Riconoscerla, appunto, è sempre più difficile. Qual è il ruolo delle istituzioni in questa battaglia?

«Un’attenzione ad interventi di prevenzione è la mossa vincente. Dobbiamo abituarci o esercitarci a sentire l’odore di bruciato della della mafia, che oggi è esattamente odore di infiltrazioni nel sistema economico e non solo. Non si tratta soltanto di rintracciare la presenza dei clan e delle organizzazioni mafiose, ma anche una mentalità mafiosa che è molto diffusa, che è quella dei privilegi, è quella della corruzione, quella dei favori personali, delle influenze».

Come far sì che anche questo 21 marzo non venga relegato a un semplice momento commemorativo?

«È il primo giorno di primavera. Noi speriamo davvero che funzioni come sveglia delle coscienze di tutti, di quelli che hanno responsabilità a livello istituzionale e anche della gente comune. Una delle vie vincenti è quella educativa, purché non si faccia educazione alle mafie facendo continuamente ed esclusivamente riferimento a quelle di un tempo, ma a quelle di oggi».

Parlando di mafie di un tempo, dal suo osservatorio privilegiato la sacra corona unita ha ancora un ruolo attivo nel contesto criminale internazionale?

«Come per le multinazionali, anche la sacra corona unita ha delocalizzato ed è riuscita a portare i propri interessi in contesti in cui è sempre più mimetica e camaleontica e dove ci sono meno anche meno rischi. Per quanto riguarda la Puglia, però, non dobbiamo trascurare che c’è una mafia che abbiamo fin troppo ignorato: quella garganica. Ci auguriamo che la commissione Antimafia riesca a porre una maggiore attenzione proprio sui fenomeni in quell’area».

In Puglia gran parte dei beni confiscati alla mafia resta poi inutilizzato. Quali strumenti il governo potrebbe utilizzare per dare impulso all’affidamento delle strutture per fini sociali?

«Intanto un arco temporale più breve perché possano essere utilizzati, poi che possano essere fruibili in via di amministrazione giudiziaria quando non sono ancora terminati completamente i processi; infine che dal punto di vista dell’assegnazione si sostengano anche economicamente gli enti locali che continuano ad essere i fruitori o comunque i destinatari della gestione dei beni e che non sono messi nelle condizioni. L’altro aspetto importante riguarda le aziende confiscate, perché in quel caso non rimetterle in piedi significa diffondere la mentalità tra la gente che si sta con la mafia, non con lo Stato».

Anche il Capo dello Stato sarà impegnato oggi in una visita a Casal di Principe per ricordare Don Diana.

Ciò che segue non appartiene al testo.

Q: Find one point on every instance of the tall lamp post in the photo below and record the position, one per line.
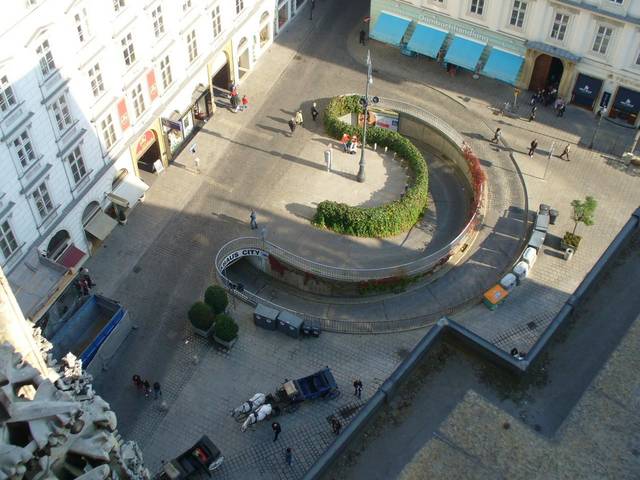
(361, 175)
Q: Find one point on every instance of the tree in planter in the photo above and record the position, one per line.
(226, 328)
(201, 316)
(216, 297)
(583, 212)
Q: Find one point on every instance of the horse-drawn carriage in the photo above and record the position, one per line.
(287, 397)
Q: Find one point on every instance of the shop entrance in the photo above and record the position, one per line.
(222, 79)
(243, 58)
(547, 71)
(148, 151)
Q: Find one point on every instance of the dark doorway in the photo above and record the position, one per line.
(547, 71)
(147, 159)
(222, 79)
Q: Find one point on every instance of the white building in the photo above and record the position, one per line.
(589, 49)
(94, 95)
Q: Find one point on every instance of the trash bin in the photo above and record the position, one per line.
(290, 324)
(265, 317)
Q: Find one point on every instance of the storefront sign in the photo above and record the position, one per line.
(144, 142)
(123, 115)
(151, 82)
(238, 254)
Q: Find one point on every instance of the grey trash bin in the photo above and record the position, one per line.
(266, 317)
(290, 324)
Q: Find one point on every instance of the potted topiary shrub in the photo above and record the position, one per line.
(216, 297)
(583, 212)
(225, 331)
(202, 319)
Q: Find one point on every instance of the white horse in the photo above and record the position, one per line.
(250, 405)
(260, 414)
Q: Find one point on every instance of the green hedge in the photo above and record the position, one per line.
(385, 220)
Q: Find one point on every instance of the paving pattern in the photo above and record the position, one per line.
(161, 261)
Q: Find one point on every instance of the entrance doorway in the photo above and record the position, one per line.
(243, 58)
(547, 71)
(149, 153)
(222, 78)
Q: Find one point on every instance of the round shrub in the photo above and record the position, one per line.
(226, 328)
(216, 297)
(384, 220)
(201, 316)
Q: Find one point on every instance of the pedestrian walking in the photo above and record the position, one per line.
(336, 426)
(357, 387)
(137, 381)
(275, 426)
(157, 392)
(565, 152)
(561, 110)
(147, 388)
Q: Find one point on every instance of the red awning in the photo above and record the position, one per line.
(71, 257)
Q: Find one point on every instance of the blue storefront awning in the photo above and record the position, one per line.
(389, 29)
(503, 65)
(464, 52)
(427, 40)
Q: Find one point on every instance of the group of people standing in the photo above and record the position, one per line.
(145, 386)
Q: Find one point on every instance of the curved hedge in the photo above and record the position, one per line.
(384, 220)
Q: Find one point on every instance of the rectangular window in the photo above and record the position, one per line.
(76, 163)
(108, 132)
(138, 100)
(62, 113)
(42, 199)
(603, 37)
(128, 52)
(165, 72)
(7, 98)
(477, 6)
(47, 65)
(559, 28)
(517, 14)
(158, 21)
(192, 45)
(8, 242)
(24, 149)
(216, 21)
(82, 25)
(95, 77)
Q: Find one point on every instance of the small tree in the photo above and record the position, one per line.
(201, 316)
(216, 297)
(583, 212)
(226, 328)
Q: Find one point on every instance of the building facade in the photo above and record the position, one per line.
(589, 50)
(96, 97)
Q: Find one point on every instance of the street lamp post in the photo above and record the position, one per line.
(361, 174)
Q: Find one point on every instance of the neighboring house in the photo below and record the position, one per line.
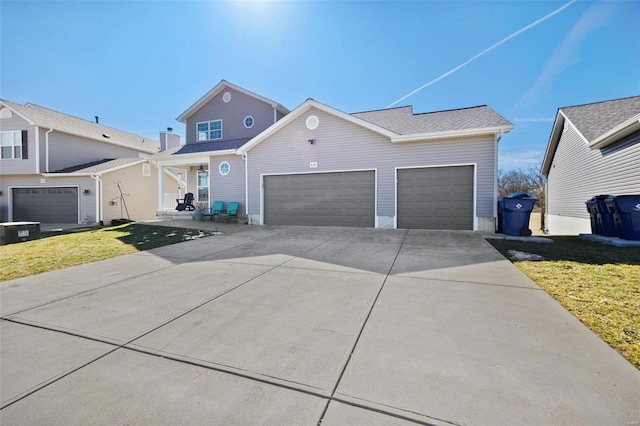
(317, 165)
(594, 149)
(55, 168)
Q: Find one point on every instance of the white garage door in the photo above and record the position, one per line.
(320, 199)
(46, 205)
(435, 198)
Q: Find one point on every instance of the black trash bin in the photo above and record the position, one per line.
(593, 215)
(605, 216)
(626, 213)
(514, 214)
(601, 225)
(611, 220)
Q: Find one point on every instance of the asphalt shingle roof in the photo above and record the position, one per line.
(210, 146)
(45, 117)
(98, 166)
(403, 121)
(594, 120)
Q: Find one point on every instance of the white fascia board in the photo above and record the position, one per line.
(630, 126)
(182, 118)
(24, 117)
(417, 137)
(100, 173)
(552, 145)
(301, 109)
(54, 175)
(188, 159)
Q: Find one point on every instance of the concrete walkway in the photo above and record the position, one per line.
(297, 325)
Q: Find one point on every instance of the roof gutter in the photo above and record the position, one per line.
(630, 126)
(452, 134)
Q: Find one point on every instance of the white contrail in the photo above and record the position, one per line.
(504, 40)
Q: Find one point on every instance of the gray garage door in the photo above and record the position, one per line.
(435, 198)
(320, 199)
(47, 205)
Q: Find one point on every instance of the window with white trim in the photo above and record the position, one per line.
(209, 130)
(224, 168)
(203, 187)
(11, 145)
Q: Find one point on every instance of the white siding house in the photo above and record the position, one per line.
(594, 149)
(317, 165)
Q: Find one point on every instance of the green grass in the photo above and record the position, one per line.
(599, 284)
(78, 246)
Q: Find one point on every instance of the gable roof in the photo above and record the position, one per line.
(47, 118)
(404, 122)
(301, 109)
(596, 119)
(401, 125)
(600, 124)
(203, 147)
(217, 90)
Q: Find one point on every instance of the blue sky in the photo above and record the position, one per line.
(138, 65)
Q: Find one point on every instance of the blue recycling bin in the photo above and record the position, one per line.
(514, 214)
(626, 212)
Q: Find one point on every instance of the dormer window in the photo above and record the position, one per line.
(209, 130)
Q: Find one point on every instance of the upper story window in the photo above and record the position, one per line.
(209, 130)
(11, 145)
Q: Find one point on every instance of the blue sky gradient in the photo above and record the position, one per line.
(138, 65)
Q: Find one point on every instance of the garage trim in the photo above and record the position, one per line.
(375, 187)
(11, 188)
(475, 187)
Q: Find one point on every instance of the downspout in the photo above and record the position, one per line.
(46, 149)
(98, 191)
(245, 157)
(497, 137)
(37, 149)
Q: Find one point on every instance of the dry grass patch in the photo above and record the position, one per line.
(599, 284)
(79, 246)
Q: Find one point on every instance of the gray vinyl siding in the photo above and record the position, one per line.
(68, 150)
(577, 173)
(10, 166)
(343, 146)
(230, 187)
(232, 115)
(87, 202)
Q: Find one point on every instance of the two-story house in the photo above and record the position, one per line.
(56, 168)
(594, 149)
(317, 165)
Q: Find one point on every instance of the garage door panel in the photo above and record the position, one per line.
(436, 198)
(323, 199)
(47, 205)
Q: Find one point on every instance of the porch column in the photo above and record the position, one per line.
(160, 188)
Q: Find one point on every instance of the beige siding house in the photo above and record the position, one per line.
(317, 165)
(56, 168)
(594, 149)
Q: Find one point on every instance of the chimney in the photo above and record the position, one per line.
(169, 139)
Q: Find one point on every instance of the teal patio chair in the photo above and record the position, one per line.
(231, 212)
(216, 209)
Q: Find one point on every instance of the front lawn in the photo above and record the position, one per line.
(598, 283)
(79, 246)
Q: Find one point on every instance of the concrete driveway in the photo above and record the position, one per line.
(298, 325)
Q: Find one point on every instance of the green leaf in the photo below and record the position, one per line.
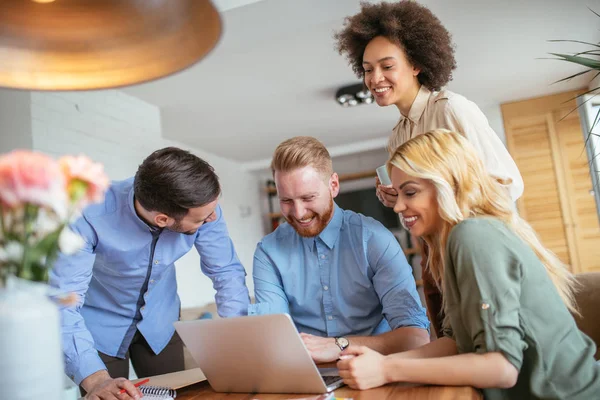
(573, 76)
(576, 41)
(586, 62)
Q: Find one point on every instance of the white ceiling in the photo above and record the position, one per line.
(274, 72)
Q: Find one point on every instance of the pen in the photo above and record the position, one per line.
(140, 383)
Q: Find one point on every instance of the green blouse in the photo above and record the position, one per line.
(499, 298)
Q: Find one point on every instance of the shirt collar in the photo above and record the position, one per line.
(418, 107)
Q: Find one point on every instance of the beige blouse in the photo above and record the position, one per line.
(448, 110)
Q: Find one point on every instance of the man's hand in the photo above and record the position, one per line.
(387, 195)
(362, 368)
(100, 386)
(321, 349)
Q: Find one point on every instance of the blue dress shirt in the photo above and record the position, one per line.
(351, 279)
(125, 280)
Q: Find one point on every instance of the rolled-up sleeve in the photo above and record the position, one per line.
(394, 283)
(488, 278)
(220, 263)
(72, 274)
(268, 286)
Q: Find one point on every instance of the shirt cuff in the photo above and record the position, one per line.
(86, 366)
(259, 309)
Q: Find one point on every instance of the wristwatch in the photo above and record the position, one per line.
(342, 342)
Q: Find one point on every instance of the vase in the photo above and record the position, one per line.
(31, 361)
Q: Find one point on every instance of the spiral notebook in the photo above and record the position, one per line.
(163, 387)
(157, 393)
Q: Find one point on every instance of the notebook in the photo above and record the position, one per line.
(157, 393)
(163, 387)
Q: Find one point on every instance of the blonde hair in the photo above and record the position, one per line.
(300, 152)
(466, 190)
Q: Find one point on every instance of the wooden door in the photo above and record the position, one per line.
(584, 215)
(545, 138)
(529, 142)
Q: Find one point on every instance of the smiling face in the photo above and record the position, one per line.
(388, 74)
(306, 198)
(416, 204)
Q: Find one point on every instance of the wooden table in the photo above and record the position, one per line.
(203, 391)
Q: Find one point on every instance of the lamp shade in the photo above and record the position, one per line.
(97, 44)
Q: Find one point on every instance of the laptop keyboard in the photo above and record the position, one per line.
(330, 379)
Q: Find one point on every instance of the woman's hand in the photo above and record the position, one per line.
(362, 368)
(387, 195)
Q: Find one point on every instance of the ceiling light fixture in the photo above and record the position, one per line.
(98, 44)
(352, 95)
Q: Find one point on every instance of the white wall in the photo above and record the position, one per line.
(119, 131)
(15, 120)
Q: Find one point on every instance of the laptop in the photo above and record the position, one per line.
(255, 354)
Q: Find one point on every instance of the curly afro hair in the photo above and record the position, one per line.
(427, 44)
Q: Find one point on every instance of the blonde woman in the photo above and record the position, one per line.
(405, 57)
(508, 327)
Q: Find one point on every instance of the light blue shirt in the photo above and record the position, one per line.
(125, 279)
(351, 279)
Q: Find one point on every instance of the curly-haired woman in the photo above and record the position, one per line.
(405, 56)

«Non possiamo dimenticare che Mattarella è il fratello di una vittima di mafia. Noi confidiamo molto nel suo ruolo, soprattutto per tenere alta l’attenzione sul fenomeno dilagante nel nostro Paese. La sua presenza a Casal di Principe simboleggia un impegno sociale come quello di don Peppino Diana, che tante volte sottovalutiamo ma che al contrario, come “Libera” dimostra, è efficace ed essenziale».